Then there is the uncertainty. His government’s can-kicking tactics have left Hammond in the dark over what Brexit, if any, there will be.

Much hinges on the markets’ reaction to the votes today and tomorrow. If they feel the risk of a no-deal Brexit has diminished, then markets will be relieved. But that impact may only be minor given that, until last week at any rate, the market was pricing in just a 10% probability of “no deal” pushing the pound up.

What of Hammond’s “deal dividend”? This is only a windfall when compared to the chaos of no deal. Against a backdrop of global slowdown it’s unlikely to be very impressive. And even an “orderly” exit still won’t bring certainty on our final trading relationship with the EU or rest of the world. Business investment, which fell for four quarters last year, is unlikely to return in a hurry. There has also been a lot of stockpiling in preparation for “no deal”, and in the short term unwinding this will be bad for growth.

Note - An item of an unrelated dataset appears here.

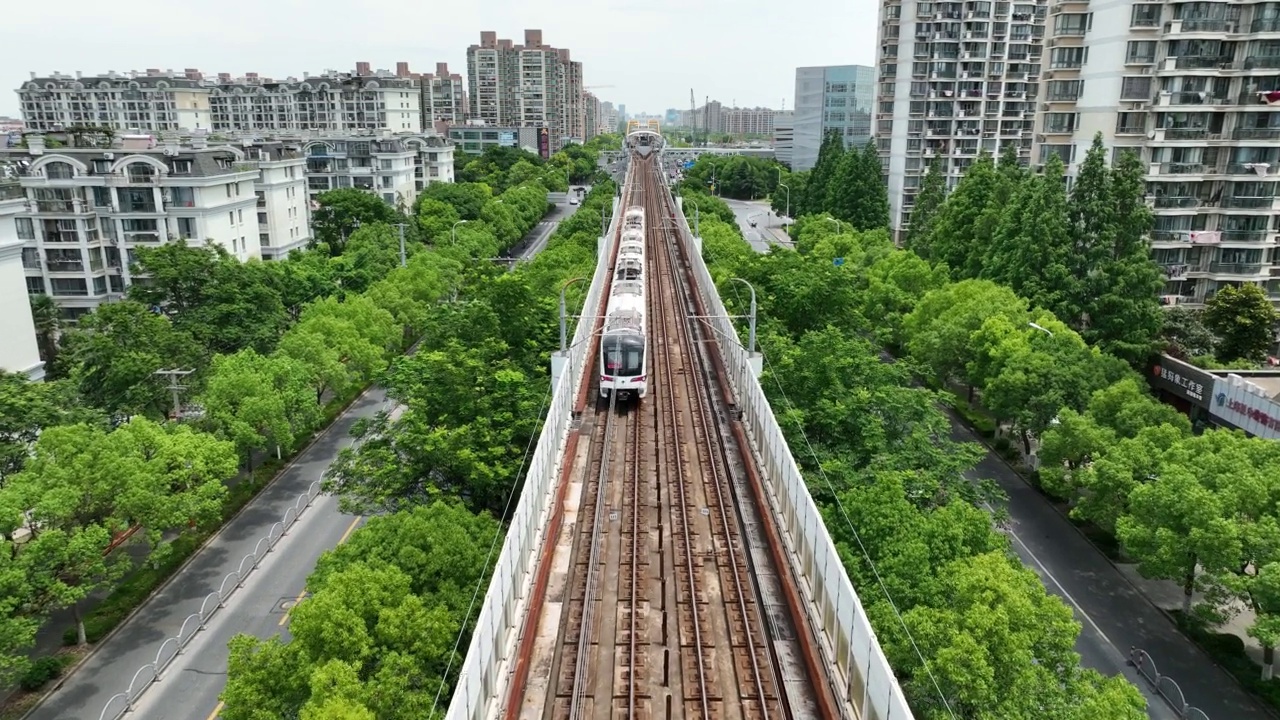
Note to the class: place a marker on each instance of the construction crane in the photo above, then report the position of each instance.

What Hammond didn’t say was that all forecasts suggest growth would pick up much faster – both in the short and long term – if we had no Brexit at all. Don’t forget, the government’s own analysis shows May’s deal would leave us £100 billion poorer than we would have been each year by 2030. The real long-term dividend is to be found in staying in the EU, and a People’s Vote is the democratic way get there.